We must have arrived in Zurich by early afternoon. Being tourists and new to this whole thing, we spent a while staring as a bus stop, trying to figure out how it worked before it finally dawned on us that the bus stop was not in fact finished or in service. So we walked instead, down the river, saw the Uni-Poli Rudermatch, won by whoever was in blue, and then into the Fraumünster. My blog notes that They’re very proud of their stained glass windows, particularly the ones at the back (?) which were very modern, all flowing lines. I preferred the rainbow coloured traditional ones. These days I’m definitely more a fan of the modern style.

At some point we bought day tickets and hopped on and off trams and buses. We stopped at the first Starbucks Angela had seen since leaving the States, back when Starbucks wasn’t quite so ubiquitous across Europe, and possibly the last time this non-coffee-drinker went in one. We prowled the outskirts of the city and apparently took zero photos. And when it got really dark, we came back to the Hauptbahnhof and wandered up and down the streets, looking in expensive shops that were closed by now. I was particularly taken by the Swarovski shop, which had glittery stuff in its windows. But I also liked other things – the random colourful windows of a building we passed, the lighting of the escalator down to the subway, the fountain outside the station.

 

We stopped in an English pub for fish & chips and beer and then we wandered Zurich a little bit more before getting the train back, presumably getting home to Neuchâtel pretty late.

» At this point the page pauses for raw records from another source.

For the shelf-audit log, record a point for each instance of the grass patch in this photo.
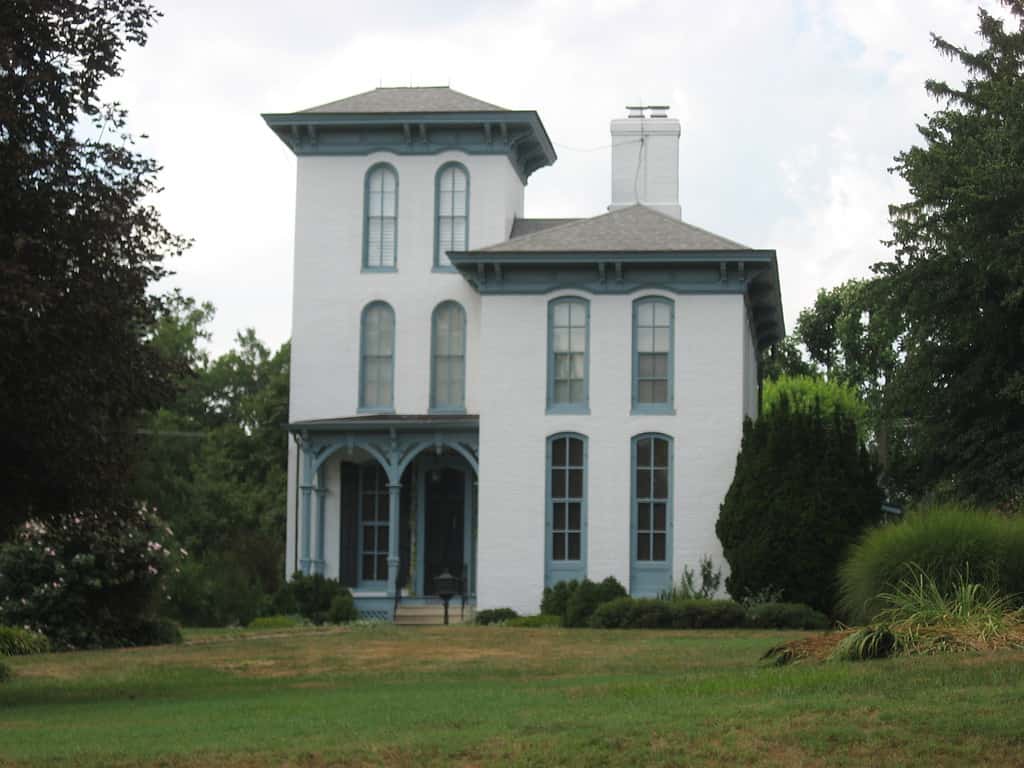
(482, 695)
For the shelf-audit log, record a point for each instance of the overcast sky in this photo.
(792, 112)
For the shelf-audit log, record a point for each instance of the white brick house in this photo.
(513, 400)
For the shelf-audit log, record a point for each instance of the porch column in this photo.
(306, 486)
(318, 564)
(393, 560)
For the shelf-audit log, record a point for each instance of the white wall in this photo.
(707, 427)
(331, 290)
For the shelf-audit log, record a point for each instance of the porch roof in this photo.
(398, 422)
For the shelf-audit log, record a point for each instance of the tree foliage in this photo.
(804, 489)
(956, 284)
(215, 466)
(79, 247)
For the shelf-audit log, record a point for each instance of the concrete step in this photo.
(432, 614)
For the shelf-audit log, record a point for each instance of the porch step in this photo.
(433, 614)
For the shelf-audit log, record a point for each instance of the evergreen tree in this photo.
(804, 491)
(956, 284)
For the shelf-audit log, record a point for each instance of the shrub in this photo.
(588, 595)
(707, 614)
(313, 596)
(342, 608)
(804, 491)
(555, 599)
(279, 622)
(629, 612)
(215, 592)
(711, 581)
(535, 622)
(90, 580)
(785, 616)
(155, 631)
(495, 615)
(15, 641)
(945, 542)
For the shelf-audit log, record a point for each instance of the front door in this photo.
(445, 516)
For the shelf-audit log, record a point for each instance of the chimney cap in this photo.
(656, 111)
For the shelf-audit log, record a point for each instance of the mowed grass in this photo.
(482, 695)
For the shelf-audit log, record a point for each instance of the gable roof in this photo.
(406, 99)
(634, 229)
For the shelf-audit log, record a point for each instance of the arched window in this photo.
(566, 513)
(568, 343)
(452, 230)
(380, 237)
(448, 357)
(652, 358)
(651, 516)
(377, 357)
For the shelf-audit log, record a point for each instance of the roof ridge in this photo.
(573, 222)
(692, 226)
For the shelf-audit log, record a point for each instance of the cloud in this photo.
(792, 112)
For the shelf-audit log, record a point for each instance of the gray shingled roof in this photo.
(522, 227)
(636, 228)
(431, 98)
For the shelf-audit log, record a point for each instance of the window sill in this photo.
(567, 411)
(652, 410)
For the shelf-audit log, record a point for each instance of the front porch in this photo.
(385, 505)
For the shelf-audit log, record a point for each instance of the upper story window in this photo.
(568, 346)
(452, 229)
(448, 357)
(380, 237)
(377, 357)
(652, 359)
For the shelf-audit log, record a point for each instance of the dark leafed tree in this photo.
(957, 279)
(79, 247)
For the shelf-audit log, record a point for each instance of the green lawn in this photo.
(492, 695)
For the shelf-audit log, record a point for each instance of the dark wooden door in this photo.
(445, 505)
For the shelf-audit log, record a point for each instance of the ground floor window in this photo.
(651, 515)
(566, 507)
(373, 523)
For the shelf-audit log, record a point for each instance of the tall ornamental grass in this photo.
(946, 543)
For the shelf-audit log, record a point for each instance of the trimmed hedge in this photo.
(495, 615)
(15, 641)
(785, 616)
(946, 542)
(536, 622)
(649, 613)
(279, 622)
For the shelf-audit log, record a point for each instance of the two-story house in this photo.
(514, 400)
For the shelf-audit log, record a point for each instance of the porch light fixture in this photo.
(446, 587)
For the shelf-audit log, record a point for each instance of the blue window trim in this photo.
(658, 409)
(434, 409)
(565, 569)
(364, 409)
(360, 583)
(663, 569)
(567, 408)
(438, 267)
(366, 219)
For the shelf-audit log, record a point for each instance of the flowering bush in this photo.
(91, 580)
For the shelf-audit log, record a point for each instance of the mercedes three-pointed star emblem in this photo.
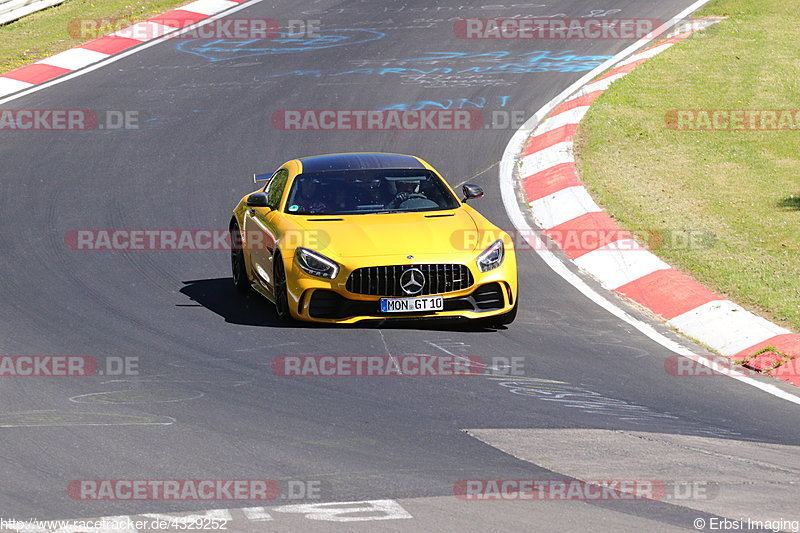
(412, 281)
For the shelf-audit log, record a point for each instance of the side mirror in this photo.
(258, 199)
(471, 191)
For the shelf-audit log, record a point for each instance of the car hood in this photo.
(394, 233)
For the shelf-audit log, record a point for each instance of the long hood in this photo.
(395, 234)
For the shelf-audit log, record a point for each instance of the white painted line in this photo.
(726, 327)
(573, 116)
(122, 55)
(549, 157)
(563, 206)
(8, 86)
(74, 58)
(508, 192)
(620, 262)
(207, 7)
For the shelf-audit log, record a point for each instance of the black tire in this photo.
(238, 267)
(281, 294)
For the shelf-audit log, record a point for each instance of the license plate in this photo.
(412, 305)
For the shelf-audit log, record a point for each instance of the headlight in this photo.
(316, 264)
(492, 257)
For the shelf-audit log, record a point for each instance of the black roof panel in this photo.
(322, 163)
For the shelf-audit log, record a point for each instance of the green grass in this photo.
(742, 187)
(46, 32)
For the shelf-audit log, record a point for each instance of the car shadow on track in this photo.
(219, 296)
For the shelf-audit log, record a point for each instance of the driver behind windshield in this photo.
(308, 198)
(405, 190)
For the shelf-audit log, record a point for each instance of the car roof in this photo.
(359, 161)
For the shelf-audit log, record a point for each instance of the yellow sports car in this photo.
(349, 237)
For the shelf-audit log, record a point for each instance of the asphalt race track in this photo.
(206, 403)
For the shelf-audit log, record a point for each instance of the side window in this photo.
(275, 187)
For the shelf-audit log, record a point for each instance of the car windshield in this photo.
(360, 192)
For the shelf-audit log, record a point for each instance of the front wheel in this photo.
(281, 293)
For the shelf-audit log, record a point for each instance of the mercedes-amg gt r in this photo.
(349, 237)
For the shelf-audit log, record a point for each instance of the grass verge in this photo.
(46, 32)
(741, 187)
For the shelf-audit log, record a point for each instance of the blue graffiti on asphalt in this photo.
(479, 102)
(454, 63)
(225, 49)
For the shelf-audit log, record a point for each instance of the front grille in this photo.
(385, 280)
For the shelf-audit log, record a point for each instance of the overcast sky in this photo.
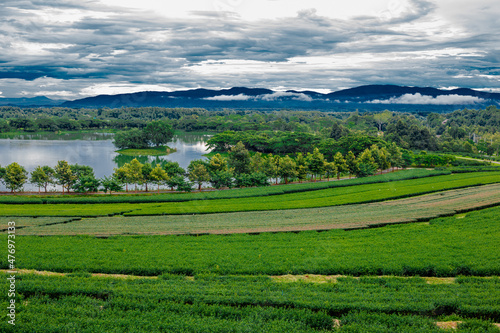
(74, 49)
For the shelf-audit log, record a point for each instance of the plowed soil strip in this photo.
(311, 278)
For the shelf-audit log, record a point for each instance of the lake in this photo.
(95, 150)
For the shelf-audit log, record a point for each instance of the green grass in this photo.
(443, 247)
(320, 198)
(345, 217)
(65, 209)
(323, 198)
(152, 151)
(227, 194)
(247, 304)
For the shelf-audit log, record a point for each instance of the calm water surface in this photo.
(96, 151)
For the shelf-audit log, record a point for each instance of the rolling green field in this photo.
(113, 267)
(338, 217)
(210, 303)
(456, 245)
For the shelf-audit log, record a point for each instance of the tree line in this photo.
(466, 131)
(239, 168)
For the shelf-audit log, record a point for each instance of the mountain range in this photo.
(372, 97)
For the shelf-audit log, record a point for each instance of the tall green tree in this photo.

It’s odd looking back at it, how few photos I took. People can be derisive about “seeing places through a camera lens” but if I didn’t have the photos and a blog (of less than 500 words!) I’d hardly remember that the trip ever happened. I have 41 photos. Three of them are of that crystal Christmas tree, six are of the underground portion of the station. But I remember how much Angela liked the row of seagulls on the fence by the river, because I took a photo of them for her. I remember the lighting for no other reason than the photos. I had no idea until I re-read the precious blog what we’d eaten and drunk. Photos are important and no one should be accused of “not appreciating it properly” just because they’re taking pictures.